Geçen hafta bütün dünya Amerika Birleşik Devletinde oylaması yapılan Başkanlık seçimlerine kilitlendi. Özellikle son beş eyaletteki başabaş çekişme birçoğumuzun en az kırk sekiz saat televizyon başında özellikle uluslararası yayınlardaki haberleri yakınen izlemeye yöneltti. Bazı eyaletlerde hala sayım devam ediyor. Eyalet sisteminin bir özelliği seçim prosedürlerinde bir yeknesaklık yok ve posta ile oylama da yapılıyor. İlk açıklama yapıldı ve kongrede 270 yeterlilik olan sayı Demokrat Parti Başkan adayı Joe Biden ve yardımcısı Kamala Harris tarafından geçildi.
Seçilmiş Başkan Joe Biden’in hem çok başarılı hem de çok hüzünlü bir geçmişi var. 37 yedi yıldır başarılı bir senatör. Senatörlüğe ilk adımını atarken bir trafik kazasında eşini ve kızını kaybediyor. 2008 seçimlerinde Başkanlık için aday oluyor. Barack Obama Başkan olunca Biden ‘ı Başkan yardımcısı yapıyor ve 8 sene 2016’ya kadar görevde kalıyorlar. 2015 yılında bir oğlunu kanserden kaybeden Biden 2016 ‘da adaylığını koymuyor. Biden 2020 yılında seçim stratejileri ve birleştirici söylemleri ile 46. Başkan olarak seçimi önde göğüslüyor.

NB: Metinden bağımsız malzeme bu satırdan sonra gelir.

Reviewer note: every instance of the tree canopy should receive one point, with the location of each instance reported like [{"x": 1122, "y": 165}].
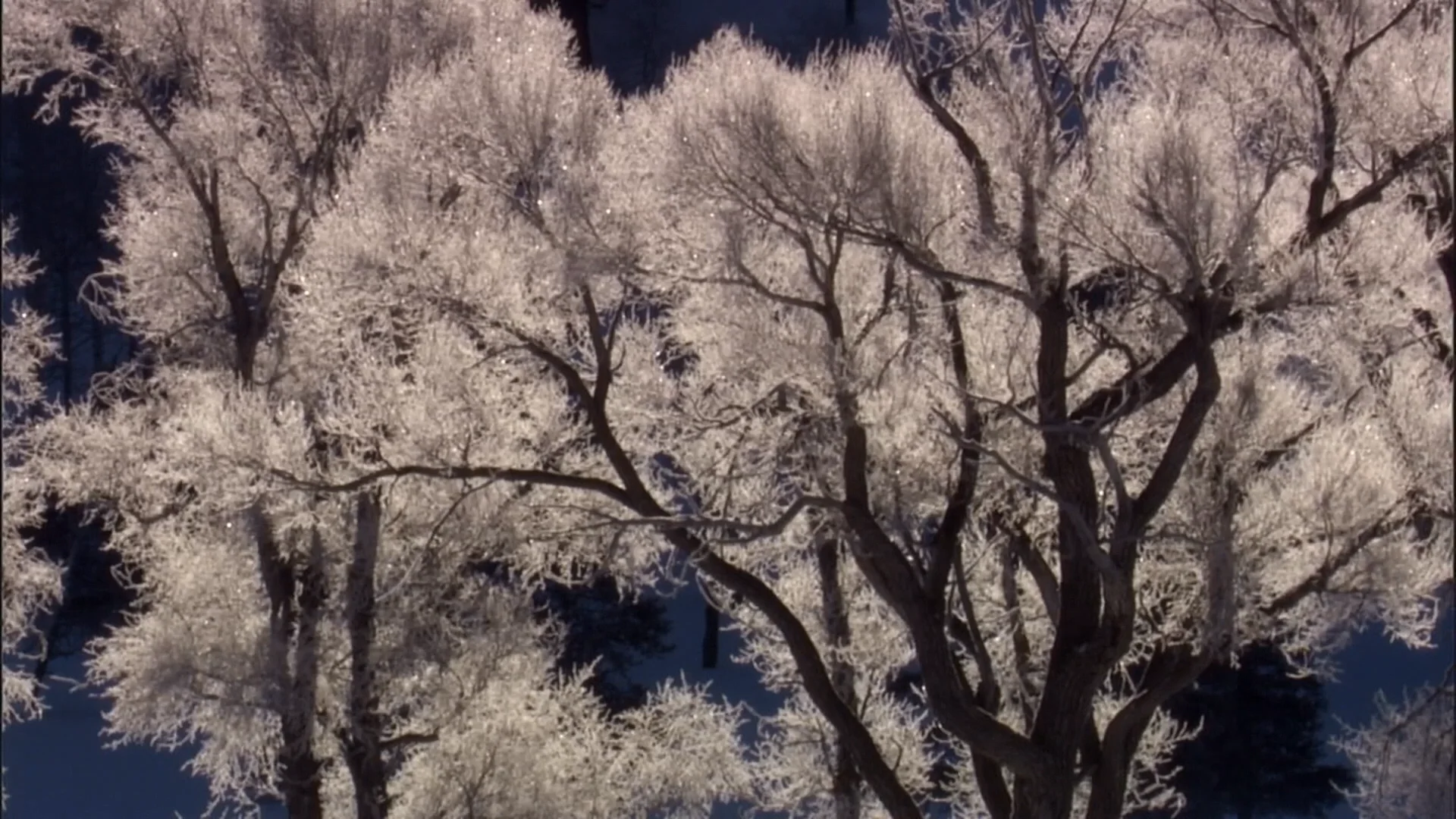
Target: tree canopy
[{"x": 419, "y": 292}]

Kamala Harris ise çok farklı bir yapıdan geliyor. Annesi Hintli ve Babası Jamaikalı bir zenci. İkisi de okumaya San Francisco yakınlarında Berkeley Üniversitesinde tanışıyorlar ve sokak eylemlerine karışıyorlar. Çocukluğunu böyle bir ortamda geçirdikten sonra zenci öğrencilerin devam ettiği bir üniversiteden mezun olup San Francisco’da savcılığa adımını atıyor. 2010 yılında California Baş Savcılığına getiriliyor ve özellikle uyuşturucu kullananlara yönelik eğitim programlarının öncülüğünü yapıyor ve dikkat çekiyor. 2016 yılında senatör seçildikten sonra 2020 ‘de başkanlık için aday yarışına katılıyor. Joe Biden aday olarak seçildikten sonra yaşından dolayı tenkitlere uğrarken övgü dolu sözlerle Kamala Harris’i yardımcılığa getiriyor ve kendisinin yerini doldurabilecek kişi olarak lanse ediyor. Kamala Harris ABD tarihinde en yüksek mevkiye gelen ilk kadın, zenci ve Hintli bir göçmen kızı olarak tarihe geçiyor.